While JPMorgan played a role in providing government-backed loans to small businesses during the pandemic, Dimon is skeptical of the scope of Biden’s economic proposals.
On Tuesday, Dimon warned of excessive federal spending. Speaking on the Wall Street Journal’s CEO Council, he warned that the government will not fix the economy simply by throwing money on the problem, and accused state regulation of stifling growth.
And while the majority of small businesses support the administration’s infrastructure plan, 59% don’t believe the corporate tax rate should be raised to pay for it, according to the latest CNBC / SurveyMonkey poll.

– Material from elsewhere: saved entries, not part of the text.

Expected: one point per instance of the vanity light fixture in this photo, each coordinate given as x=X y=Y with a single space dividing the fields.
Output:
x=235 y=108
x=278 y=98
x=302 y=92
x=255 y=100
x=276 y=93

This week’s White House Getting Back on Track Tour is designed to help address these concerns. Harris is using her public appearances this week to showcase small businesses not only as part of the government’s economic agenda, but also to help reduce the structural racial inequality exposed during the pandemic.
“Recognizing that reaching low- and middle-income communities, reaching sole proprietorships who are disproportionately represented in color communities meant survival for many of those businesses,” Michael Pyle, Harris’ chief economic advisor, told CNBC.
The public and private focus on small businesses is part of Harris’ attempt to define her own portfolio as the White House seeks to use democratic control of Washington to pass a dizzying series of sweeping reforms: Spending roughly $ 4 trillion Dollars for infrastructure, childcare, and childcare education; Revision of the immigration system; Right to vote; and combating police misconduct.
Biden has already asked Harris to monitor diplomatic reach related to the surge in border crossings and the search for universal broadband. Pyle said Harris’ focus on small businesses and lenders was well ahead of her in office: she helped negotiate with Republicans in December to raise $ 12 billion for community development financial institutions as part of Covid’s aid package.
“Part of what Americans aspire to is to set their own course and control their own destiny and the ability to build wealth and success. Small businesses are at the heart of that vision,” said Pyle. “All too often, the process of starting a small business and getting the capital to start a small business has not been there for many underserved communities in this country.”
One of Harris’ longtime campaign advisors, Brian Brokaw, said the vice president’s interest in the issue was waning even further. During her first election in California, Harris took “merchant walks” through immigrant neighborhoods in San Francisco and stopped at each store to speak to the owners. As a district attorney and later attorney general, Harris launched programs to help criminals rejoin the workforce.
“The best way out of a cycle of relapse for many of these low-level offenders was to get them training and skills to support themselves,” Brokaw said. “She has always recognized the link between smart criminal justice reform and economic policy.”